A: Lean.Meta.Tactic.* contains low level code that uses the Meta monad to implement basic features such as rewriting. Lean.Elab.Tactic.* contains high-level code that connects the low level development in Lean.Meta to the tactic infrastructure and the parsing front-end.

Exercises

  1. Consider the theorem p ∧ q ↔ q ∧ p. We could either write its proof as a proof term, or construct it using the tactics. When we are writing the proof of this theorem as a proof term, we're gradually filling up _s with certain expressions, step by step. Each such step corresponds to a tactic.

    There are many combinations of steps in which we could write this proof term - but consider the sequence of steps we wrote below. Please write each step as a tactic. The tactic step_1 is filled in, please do the same for the remaining tactics (for the sake of the exercise, try to use lower-level apis, such as mkFreshExprMVar, mvarId.assign and modify fun _ => { goals := ~).

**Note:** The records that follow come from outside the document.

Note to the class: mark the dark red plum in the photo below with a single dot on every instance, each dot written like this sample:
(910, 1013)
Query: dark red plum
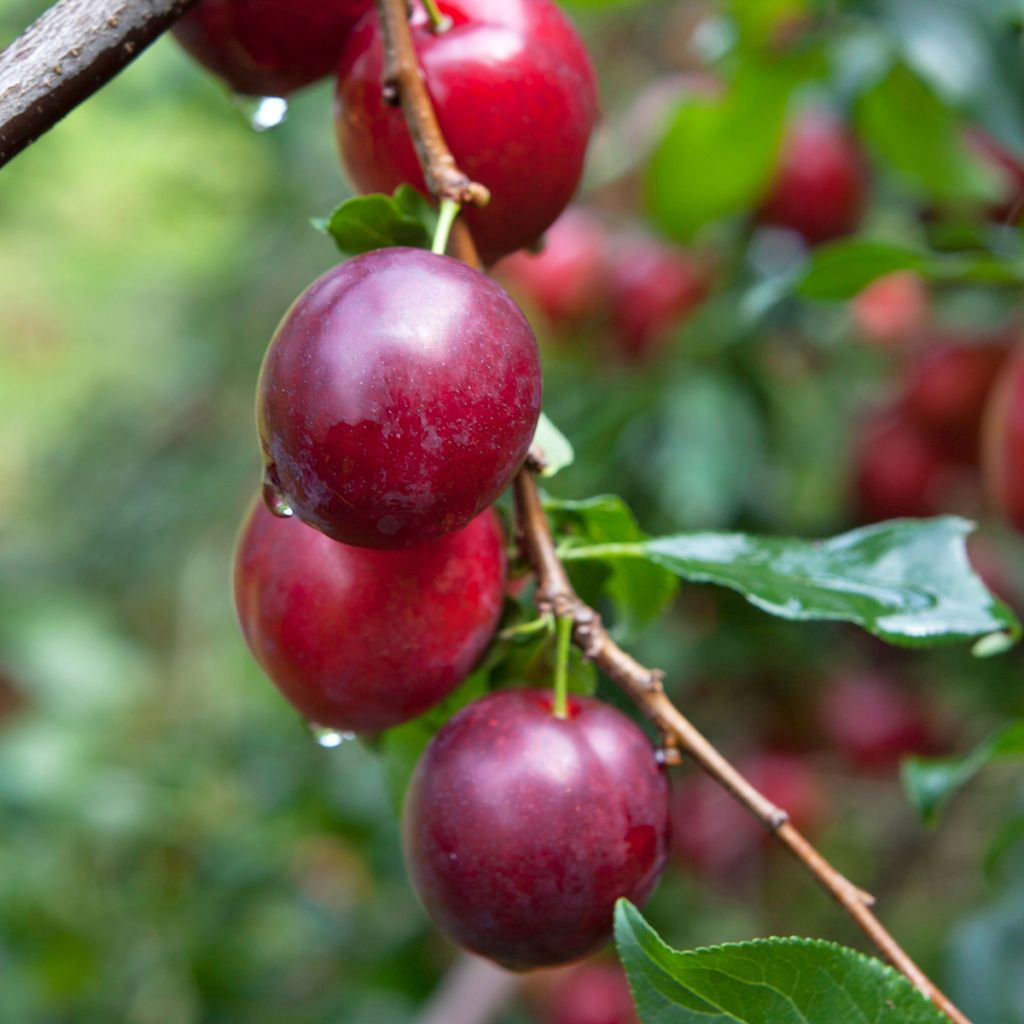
(947, 388)
(358, 639)
(397, 398)
(268, 47)
(875, 721)
(567, 280)
(651, 288)
(894, 310)
(521, 829)
(820, 185)
(1003, 452)
(592, 993)
(516, 98)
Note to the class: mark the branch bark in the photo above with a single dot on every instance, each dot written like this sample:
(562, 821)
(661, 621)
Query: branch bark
(65, 56)
(555, 593)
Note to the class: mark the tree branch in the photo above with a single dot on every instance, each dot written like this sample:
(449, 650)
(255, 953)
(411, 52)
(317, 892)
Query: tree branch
(65, 56)
(555, 593)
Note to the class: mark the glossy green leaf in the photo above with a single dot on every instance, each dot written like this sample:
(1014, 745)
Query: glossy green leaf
(553, 446)
(377, 221)
(907, 582)
(841, 269)
(913, 133)
(719, 152)
(931, 782)
(767, 981)
(638, 590)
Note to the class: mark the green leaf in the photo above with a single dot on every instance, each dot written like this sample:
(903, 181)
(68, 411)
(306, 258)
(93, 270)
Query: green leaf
(920, 138)
(931, 782)
(554, 446)
(639, 591)
(719, 152)
(767, 981)
(907, 582)
(377, 221)
(841, 269)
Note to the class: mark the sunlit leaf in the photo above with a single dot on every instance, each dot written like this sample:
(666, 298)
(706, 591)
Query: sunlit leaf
(767, 981)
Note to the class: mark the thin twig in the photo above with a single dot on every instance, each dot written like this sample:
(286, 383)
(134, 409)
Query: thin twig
(62, 58)
(556, 596)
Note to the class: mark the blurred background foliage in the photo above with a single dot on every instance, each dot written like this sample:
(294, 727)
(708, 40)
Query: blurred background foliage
(173, 846)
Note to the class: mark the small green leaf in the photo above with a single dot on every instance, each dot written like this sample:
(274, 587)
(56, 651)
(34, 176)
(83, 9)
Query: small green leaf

    -- [this is the initial goal]
    example : p ∧ q ↔ q ∧ p :=
      _
    
    -- step_1
    example : p ∧ q ↔ q ∧ p :=
      Iff.intro _ _
    
    -- step_2
    example : p ∧ q ↔ q ∧ p :=
      Iff.intro
        (
          fun hA =>
          _
        )
        (
          fun hB =>
          (And.intro hB.right hB.left)
        )
    
    -- step_3
    example : p ∧ q ↔ q ∧ p :=
      Iff.intro
        (
          fun hA =>
          (And.intro _ _)
        )
        (
          fun hB =>
          (And.intro hB.right hB.left)
        )
    
    -- step_4
    example : p ∧ q ↔ q ∧ p :=
      Iff.intro
        (
          fun hA =>
          (And.intro hA.right hA.left)
        )
        (
          fun hB =>
          (And.intro hB.right hB.left)
        )
    
    elab "step_1" : tactic => do
      let mvarId ← getMainGoal
      let goalType ← getMainTarget
    
      let Expr.app (Expr.app (Expr.const `Iff _) a) b := goalType | throwError "Goal type is not of the form `a ↔ b`"
    
      -- 1. Create new `_`s with appropriate types.
      let mvarId1 ← mkFreshExprMVar (Expr.forallE `xxx a b .default) (userName := "red")
      let mvarId2 ← mkFreshExprMVar (Expr.forallE `yyy b a .default) (userName := "blue")
    
      -- 2. Assign the main goal to the expression `Iff.intro _ _`.
      mvarId.assign (mkAppN (Expr.const `Iff.intro []) #[a, b, mvarId1, mvarId2])
    
      -- 3. Report the new `_`s to Lean as the new goals.
      modify fun _ => { goals := [mvarId1.mvarId!, mvarId2.mvarId!] }
    
    theorem gradual (p q : Prop) : p ∧ q ↔ q ∧ p := by
      step_1
      step_2
      step_3
      step_4
    
  2. In the first exercise, we used lower-level modify api to update our goals. liftMetaTactic, setGoals, appendGoals, replaceMainGoal, closeMainGoal, etc. are all syntax sugars on top of modify fun s : State => { s with goals := myMvarIds }. Please rewrite the forker tactic with:

    a) liftMetaTactic b) setGoals c) replaceMainGoal

    elab "forker" : tactic => do
      let mvarId ← getMainGoal
      let goalType ← getMainTarget
    
      let (Expr.app (Expr.app (Expr.const `And _) p) q) := goalType | Lean.Meta.throwTacticEx `forker mvarId (m!"Goal is not of the form P ∧ Q")
    
      mvarId.withContext do
        let mvarIdP ← mkFreshExprMVar p (userName := "red")
        let mvarIdQ ← mkFreshExprMVar q (userName := "blue")
    
        let proofTerm := mkAppN (Expr.const `And.intro []) #[p, q, mvarIdP, mvarIdQ]
        mvarId.assign proofTerm
    
        modify fun state => { goals := [mvarIdP.mvarId!, mvarIdQ.mvarId!] ++ state.goals.drop 1 }
    
    example (A B C : Prop) : A → B → C → (A ∧ B) ∧ C := by
      intro hA hB hC
      forker
      forker
      assumption
      assumption
      assumption
    
  3. In the first exercise, you created your own intro in step_2 (with a hardcoded hypothesis name, but the basics are the same). When writing tactics, we usually want to use functions such as intro, intro1, intro1P, introN or introNP.

    For each of the points below, create a tactic introductor (one per each point), that turns the goal (ab: a = b) → (bc: b = c) → (a = c):

    a) into the goal (a = c) with hypotheses (ab✝: a = b) and (bc✝: b = c). b) into the goal (bc: b = c) → (a = c) with hypothesis (ab: a = b). c) into the goal (bc: b = c) → (a = c) with hypothesis (hello: a = b).

    example (a b c : Nat) : (ab: a = b) → (bc: b = c) → (a = c) := by
      introductor
      sorry
    

    Hint: "P" in intro1P and introNP stands for "Preserve".